- to connect with the sacred in nature
- to love my children
- to learn and grow and help others to learn and grow
- to take time to slow, savour and appreciate this one life
- to write and paint and connect with others through these mediums
- to live a rich deep creative life and inspire others to the same
- to listen to birdsong, smell flowers, taste fresh tomatoes from the vine and linger in fields, forests and on seashores
- to focus less on the abstract and get up close and personal to the actual, the real, the individual, the unique
- to reconnect with growing things, with wildflowers and our wild selves
- to get in touch with the essence of life, our intuition, the heart that beats in nature in rhythm with our own
- to bring together those who wish to live a more authentic life
- to live the life of the wild wolf woman inside and open my heart to others to join me
- to encourage healing with words, pictures, word pictures, senses, inspiration
- to live every moment as precious and sacred and bring the disparate parts of life together
- to live with integrity and balance.
- to make things, to use my hands building, crafting, growing, tending, nurturing, drawing, making, painting, writing, knitting, sewing, mending
- to cultivate an attitude of thankfulness, of grace and gentle caring
- to see the lightness in the heavy and the heavy in the light
- to take time every day to create and notice the little things
- to work with nature to heal myself and others with nourishing whole foods, water and herbs
- to connect with others in meaningful conversations
- to let go of hurtful pasts and seek new beginnings and new relationships
- to embrace the strong feminine and allow her to be seen in the world
… some lofty aspirations there, right? 😉
I think perhaps something that has been causing me problems is a cognitive dissonance between the person who wrote the above list – who comes from a more intuitional way of living – and a more rational me who wants to be seen as intelligent and worldly and fit in with the normal view of life… I don’t think this last me is really me at all, but rather the norms of society projected onto me. Maybe I could work towards letting go of that. When I think about and read through the list above, it feels good, it feels like me, it feels right.
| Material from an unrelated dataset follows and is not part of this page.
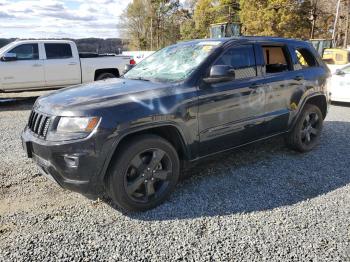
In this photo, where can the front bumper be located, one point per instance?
(74, 165)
In my own small world this fits and if I didn’t have to interact with others I would have no difficulty being this person. But I do have to interact with others and I am wary of expressing this part of myself. I sometimes feel like I am bleeding in front of people when I do this. It hurts and is uncomfortable. I feel their judgement. I feel embarrassed for expressing this more female way of being. This way of being is not thought highly of in our culture. A whole bunch of ‘shoulds’ assail me… I should be more clear, more certain, I should back up my words with facts and figures and references, I should be sensible and think more not feel more, but that is not how I want to live.
Last week I got caught up in the whole election extravaganza in this country. I feel strongly about certain policies, I voted, I followed the analysis… I was devastated with the result. And angry and frustrated and a whole lot of other things. All of this is a strong contrast to the person I want to be. The person who wrote the above list.
It made me think about how we make a difference, and I think that maybe politics is the reaction to things people do and how they live, not the cause. Real difference is made, I think, at a much smaller level. At the level of people, and actions, interactions, connections and words… real change happens in small moments every day in the way we speak, listen, take action, learn, grow, appreciate and care.
“Few will have the greatness to bend history itself, but each of us can work to change a small portion of events. It is from numberless diverse acts of courage and belief that human history is shaped. Each time a man stands up for an ideal, or acts to improve the lot of others, or strikes out against injustice, he sends forth a tiny ripple of hope, and crossing each other from a million different centers of energy and daring those ripples build a current which can sweep down the mightiest walls of oppression and resistance.”